Wednesday, November 15, 2017

Who Decides Temp

This is \(ln(n)\)  vs \(T_{boom}\) for Methane,


The negative gradient suggest \(n=Be^{-AT_{boom}}\) where \(A\) is the gradient of the line above and \(B=ln(y-intercept)\) a constant.

Then,

 \(Temp=nT_{boom}=n.\cfrac{ln(\cfrac{B}{n})}{A}\)  or \(Temp=-\cfrac{1}{A}n.ln(\cfrac{n}{B})\)

This is the way to relate \(n\) to Temp.  But the density of the matter under study cannot be zero.  For \(n\) to be valid \(T_{boom}\ne0\).  The graph does not fit.

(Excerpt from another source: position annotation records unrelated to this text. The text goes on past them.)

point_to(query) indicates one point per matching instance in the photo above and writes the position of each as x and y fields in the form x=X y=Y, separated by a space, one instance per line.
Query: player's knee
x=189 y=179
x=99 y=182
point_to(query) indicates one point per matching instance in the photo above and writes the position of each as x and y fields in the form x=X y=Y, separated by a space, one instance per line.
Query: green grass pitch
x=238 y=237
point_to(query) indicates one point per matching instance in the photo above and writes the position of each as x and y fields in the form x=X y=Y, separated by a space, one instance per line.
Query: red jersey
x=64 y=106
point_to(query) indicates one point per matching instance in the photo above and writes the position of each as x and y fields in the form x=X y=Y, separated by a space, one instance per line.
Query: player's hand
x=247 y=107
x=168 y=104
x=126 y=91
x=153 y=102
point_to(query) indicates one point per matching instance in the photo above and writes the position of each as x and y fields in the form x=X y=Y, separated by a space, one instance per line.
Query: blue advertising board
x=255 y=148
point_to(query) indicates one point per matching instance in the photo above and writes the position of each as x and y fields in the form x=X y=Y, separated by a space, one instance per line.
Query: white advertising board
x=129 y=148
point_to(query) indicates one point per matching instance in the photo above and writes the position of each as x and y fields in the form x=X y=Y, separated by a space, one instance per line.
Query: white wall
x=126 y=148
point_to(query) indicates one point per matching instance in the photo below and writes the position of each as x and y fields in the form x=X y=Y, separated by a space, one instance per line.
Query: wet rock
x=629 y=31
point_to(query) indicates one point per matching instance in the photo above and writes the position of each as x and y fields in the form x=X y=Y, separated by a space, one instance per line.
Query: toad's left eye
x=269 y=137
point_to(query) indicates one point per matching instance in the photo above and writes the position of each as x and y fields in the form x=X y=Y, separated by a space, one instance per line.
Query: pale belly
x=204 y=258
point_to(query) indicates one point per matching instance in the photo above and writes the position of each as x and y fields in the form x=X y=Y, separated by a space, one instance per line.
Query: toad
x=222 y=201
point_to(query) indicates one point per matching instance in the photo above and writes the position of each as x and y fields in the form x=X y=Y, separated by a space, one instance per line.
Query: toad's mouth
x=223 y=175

\(n\propto \cfrac{1}{T_{boom}}\)...

Given an average \(n\), \(Temp\propto T_{boom}\), that is why the previous posts on Methane suggests a series of \(ln(ln(ln(...))\).

\(n\) is the independent variable that determines \(Temp\) given \(T_{boom}\), something else set \(n\) and it is not \(Temp\).  \(Temp\) is the result of \(n\) given \(T_{boom}\).

At the particle level, temperature jump at discrete steps as,

\(Temp=nT_{boom}\) or

\(\cfrac{E_a}{\cfrac{3}{2}kT_{boom}}=\cfrac{1}{n}\)

and \(n\) is an integer.  But \(Temp\) given a volume of particles is a statistical average over all particles.

An we can all shower at the most comfortable temperature.  Goodnight.